Remember the French civilians who sacrificed their lives for freedom
Release Date 06 June 2014
As world leaders gather in France to commemorate the brave soldiers who lost their lives during the D-Day landings, the work of a University of Reading historian has led the call to remember the forgotten casualties of that fateful day, French civilians.
In a new book entitled La France sous les bombes allies (The French Under Allied Bombardment), Professor Andrew Knapp questions the validity and effectiveness of the Allied bombing campaign up to and during the liberation of France.
Andrew Knapp, history professor at the University of Reading, said: "In the first 24 hours of D-Day approximately 2,500 French civilians died.

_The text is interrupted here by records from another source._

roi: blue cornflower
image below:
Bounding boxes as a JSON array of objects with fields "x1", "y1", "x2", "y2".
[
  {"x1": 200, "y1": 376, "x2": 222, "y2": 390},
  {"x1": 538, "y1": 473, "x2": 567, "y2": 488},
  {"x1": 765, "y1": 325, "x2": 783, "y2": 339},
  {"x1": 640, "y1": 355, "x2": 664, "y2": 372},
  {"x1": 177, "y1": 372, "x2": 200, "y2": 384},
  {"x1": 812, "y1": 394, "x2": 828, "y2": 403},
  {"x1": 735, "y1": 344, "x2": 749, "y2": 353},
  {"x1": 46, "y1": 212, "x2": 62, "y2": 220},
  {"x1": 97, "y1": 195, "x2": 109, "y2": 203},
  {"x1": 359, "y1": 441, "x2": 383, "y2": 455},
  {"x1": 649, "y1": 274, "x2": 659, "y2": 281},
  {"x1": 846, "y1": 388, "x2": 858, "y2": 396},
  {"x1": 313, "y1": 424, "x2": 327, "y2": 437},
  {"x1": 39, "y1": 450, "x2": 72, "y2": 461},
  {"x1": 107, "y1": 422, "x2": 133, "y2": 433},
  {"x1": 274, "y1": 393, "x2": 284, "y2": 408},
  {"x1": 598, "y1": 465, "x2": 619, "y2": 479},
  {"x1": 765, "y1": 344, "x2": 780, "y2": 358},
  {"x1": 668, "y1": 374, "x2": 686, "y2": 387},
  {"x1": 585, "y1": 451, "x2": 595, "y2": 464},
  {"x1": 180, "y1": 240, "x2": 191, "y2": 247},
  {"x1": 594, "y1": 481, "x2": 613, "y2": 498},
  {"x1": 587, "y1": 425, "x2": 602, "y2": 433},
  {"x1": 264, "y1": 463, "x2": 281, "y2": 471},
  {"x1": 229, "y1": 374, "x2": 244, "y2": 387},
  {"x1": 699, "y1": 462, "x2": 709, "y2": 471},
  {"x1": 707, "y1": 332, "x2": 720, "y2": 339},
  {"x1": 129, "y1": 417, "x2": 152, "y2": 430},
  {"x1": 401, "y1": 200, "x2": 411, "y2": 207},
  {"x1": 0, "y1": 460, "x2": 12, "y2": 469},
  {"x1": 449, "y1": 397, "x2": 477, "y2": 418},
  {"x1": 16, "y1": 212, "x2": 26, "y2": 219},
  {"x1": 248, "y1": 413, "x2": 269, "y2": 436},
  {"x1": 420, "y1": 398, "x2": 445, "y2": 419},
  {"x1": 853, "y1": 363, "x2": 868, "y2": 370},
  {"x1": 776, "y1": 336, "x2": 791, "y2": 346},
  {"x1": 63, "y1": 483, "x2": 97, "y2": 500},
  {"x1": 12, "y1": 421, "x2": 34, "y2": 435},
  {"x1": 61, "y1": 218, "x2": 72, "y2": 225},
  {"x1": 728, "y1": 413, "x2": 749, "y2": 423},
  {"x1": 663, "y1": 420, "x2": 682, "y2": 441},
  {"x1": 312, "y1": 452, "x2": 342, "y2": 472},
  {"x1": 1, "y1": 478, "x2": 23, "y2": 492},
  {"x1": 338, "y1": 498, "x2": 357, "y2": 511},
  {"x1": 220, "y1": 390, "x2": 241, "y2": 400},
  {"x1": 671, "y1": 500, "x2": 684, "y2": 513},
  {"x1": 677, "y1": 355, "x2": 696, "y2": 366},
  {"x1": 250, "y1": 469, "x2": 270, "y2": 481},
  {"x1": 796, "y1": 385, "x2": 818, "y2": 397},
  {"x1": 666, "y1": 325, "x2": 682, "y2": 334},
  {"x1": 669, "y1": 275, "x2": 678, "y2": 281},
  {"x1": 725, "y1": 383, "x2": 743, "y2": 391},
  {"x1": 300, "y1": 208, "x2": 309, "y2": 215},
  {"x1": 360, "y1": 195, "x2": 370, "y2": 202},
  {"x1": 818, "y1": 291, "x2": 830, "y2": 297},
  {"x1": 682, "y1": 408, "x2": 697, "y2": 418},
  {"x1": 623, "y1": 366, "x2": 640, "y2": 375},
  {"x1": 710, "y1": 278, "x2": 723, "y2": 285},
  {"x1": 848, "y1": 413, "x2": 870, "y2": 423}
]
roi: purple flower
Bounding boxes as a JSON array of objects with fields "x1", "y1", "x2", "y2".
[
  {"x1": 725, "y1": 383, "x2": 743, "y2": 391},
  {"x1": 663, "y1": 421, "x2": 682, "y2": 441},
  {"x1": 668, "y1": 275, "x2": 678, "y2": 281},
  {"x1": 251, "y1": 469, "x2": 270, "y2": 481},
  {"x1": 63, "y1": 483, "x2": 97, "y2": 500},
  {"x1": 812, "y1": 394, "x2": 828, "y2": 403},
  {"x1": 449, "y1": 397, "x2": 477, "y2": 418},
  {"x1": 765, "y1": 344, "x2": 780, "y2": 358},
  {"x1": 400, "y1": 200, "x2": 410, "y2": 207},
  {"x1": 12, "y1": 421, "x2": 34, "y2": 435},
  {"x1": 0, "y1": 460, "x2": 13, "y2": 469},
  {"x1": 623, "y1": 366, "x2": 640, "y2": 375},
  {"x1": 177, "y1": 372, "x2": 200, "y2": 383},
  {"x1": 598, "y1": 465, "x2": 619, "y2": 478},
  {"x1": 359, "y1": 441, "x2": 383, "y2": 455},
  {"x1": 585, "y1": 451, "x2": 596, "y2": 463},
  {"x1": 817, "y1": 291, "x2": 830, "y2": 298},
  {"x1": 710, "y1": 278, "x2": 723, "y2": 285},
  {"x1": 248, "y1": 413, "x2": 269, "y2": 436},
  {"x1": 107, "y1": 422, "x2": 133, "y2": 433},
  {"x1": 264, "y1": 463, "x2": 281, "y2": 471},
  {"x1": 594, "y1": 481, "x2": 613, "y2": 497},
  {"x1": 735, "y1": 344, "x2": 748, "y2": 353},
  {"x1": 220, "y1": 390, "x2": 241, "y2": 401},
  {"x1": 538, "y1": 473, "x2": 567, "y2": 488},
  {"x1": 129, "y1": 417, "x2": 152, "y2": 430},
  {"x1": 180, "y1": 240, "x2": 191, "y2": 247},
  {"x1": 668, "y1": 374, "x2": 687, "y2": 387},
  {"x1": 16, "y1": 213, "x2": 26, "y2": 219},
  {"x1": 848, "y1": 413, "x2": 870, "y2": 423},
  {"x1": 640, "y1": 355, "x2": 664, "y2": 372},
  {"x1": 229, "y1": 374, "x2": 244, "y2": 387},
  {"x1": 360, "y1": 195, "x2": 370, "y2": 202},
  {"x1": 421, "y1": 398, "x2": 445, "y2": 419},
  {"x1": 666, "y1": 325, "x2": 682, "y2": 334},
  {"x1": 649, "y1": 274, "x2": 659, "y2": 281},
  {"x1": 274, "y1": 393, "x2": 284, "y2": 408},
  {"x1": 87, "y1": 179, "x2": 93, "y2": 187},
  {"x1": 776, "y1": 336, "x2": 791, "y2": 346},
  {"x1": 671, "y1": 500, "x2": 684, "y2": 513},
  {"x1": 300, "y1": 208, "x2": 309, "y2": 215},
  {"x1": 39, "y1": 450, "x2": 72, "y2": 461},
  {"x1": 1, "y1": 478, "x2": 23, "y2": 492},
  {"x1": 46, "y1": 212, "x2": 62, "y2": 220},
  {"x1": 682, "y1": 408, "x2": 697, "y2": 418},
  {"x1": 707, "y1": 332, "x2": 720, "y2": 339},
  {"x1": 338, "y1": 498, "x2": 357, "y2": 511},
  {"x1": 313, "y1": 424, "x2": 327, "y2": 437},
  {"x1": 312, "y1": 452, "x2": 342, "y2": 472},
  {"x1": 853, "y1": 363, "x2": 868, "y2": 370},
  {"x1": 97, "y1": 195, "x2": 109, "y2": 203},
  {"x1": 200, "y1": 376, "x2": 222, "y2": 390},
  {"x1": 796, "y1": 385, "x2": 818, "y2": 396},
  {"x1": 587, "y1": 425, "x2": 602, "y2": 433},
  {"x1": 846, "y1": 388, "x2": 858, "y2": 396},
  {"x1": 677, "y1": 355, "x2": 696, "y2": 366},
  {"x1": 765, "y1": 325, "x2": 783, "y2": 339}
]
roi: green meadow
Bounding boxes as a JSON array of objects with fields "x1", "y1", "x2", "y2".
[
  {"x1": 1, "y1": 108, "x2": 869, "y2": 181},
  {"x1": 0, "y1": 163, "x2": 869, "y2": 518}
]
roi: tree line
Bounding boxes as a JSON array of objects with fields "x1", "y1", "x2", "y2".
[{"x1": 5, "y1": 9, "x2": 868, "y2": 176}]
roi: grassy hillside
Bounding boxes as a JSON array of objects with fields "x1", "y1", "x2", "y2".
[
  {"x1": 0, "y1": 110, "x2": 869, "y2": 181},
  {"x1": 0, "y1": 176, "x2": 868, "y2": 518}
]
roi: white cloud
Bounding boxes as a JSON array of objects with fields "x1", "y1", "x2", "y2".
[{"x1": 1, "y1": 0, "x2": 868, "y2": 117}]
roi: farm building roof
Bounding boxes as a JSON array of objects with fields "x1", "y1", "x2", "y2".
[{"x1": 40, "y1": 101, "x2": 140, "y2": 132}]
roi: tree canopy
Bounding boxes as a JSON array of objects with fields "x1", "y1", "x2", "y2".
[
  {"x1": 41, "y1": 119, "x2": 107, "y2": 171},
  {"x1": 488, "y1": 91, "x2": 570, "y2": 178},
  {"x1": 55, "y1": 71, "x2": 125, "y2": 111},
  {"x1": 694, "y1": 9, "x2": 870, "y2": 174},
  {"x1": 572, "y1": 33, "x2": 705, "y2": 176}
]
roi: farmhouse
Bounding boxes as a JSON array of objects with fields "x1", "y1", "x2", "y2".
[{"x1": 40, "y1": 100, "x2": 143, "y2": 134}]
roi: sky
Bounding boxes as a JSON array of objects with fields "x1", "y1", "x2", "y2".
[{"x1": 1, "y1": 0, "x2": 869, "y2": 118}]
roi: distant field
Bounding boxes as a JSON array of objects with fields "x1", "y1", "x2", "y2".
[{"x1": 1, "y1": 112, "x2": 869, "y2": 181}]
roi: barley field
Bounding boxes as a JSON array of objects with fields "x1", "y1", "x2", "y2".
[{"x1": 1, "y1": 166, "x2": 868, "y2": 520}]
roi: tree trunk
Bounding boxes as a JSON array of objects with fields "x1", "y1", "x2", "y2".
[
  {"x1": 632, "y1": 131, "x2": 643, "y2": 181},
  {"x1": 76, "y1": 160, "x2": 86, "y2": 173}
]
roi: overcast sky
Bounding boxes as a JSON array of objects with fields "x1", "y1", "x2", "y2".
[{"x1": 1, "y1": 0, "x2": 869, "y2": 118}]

That number matches the losses suffered by the Allied military. Over 57,000 French civilians died under Allied bombs during World War Two, a figure close to the 60,500 casualties suffered by the British as a result of Luftwaffe bombing over the same period. A key aim of the book has been to acknowledge the suffering of the survivors - and to give them a voice before it is too late."
Almost half of Bomber Command's brave airmen were killed in action. Their missions, their commanders argued, would help win the war more quickly. But how necessary was this Allied ‘blitz'?
Professor Knapp continued: "On 21 January 1944 most of the Allied top brass of the Normandy campaign and beyond met to plan ‘Operation Overlord'. A key aim was ‘to interfere with enemy communications in North-West Europe until there arose a state of paralysis on the railways, as requested by General Montgomery.' In addition ‘the flattening out of important centres of road communication, such as Lisieux, Falaise, Caen, Saint-Lô, and Carentan' was also central to the plan.
"It did not work as well as hoped. The rail network was damaged but not paralysed. The damage slowed down German reinforcements, and in some cases forced them to de-train earlier, making them arrive late and tired at the front; but it did not stop them completely. The attacks on road junctions achieved practically nothing. The German forces by-passed the wrecked towns with little difficulty, often on roads offering better camouflage from Allied aircraft."
Professor Knapp's research has led to him being invited by the French Government to the first ever commemoration of French civilians killed during the Allied bombings after the D-Day landings.
"For the French people, air raids entailed both immediate suffering and a longer-term moral dilemma: that of accepting death and destruction at the hands of Allies whose military action was necessary to end the German occupation. As we remember the bravery of the Allied troops and the crews of Bomber Command, we should not forget the thousands of French civilians who lost their lives for freedom."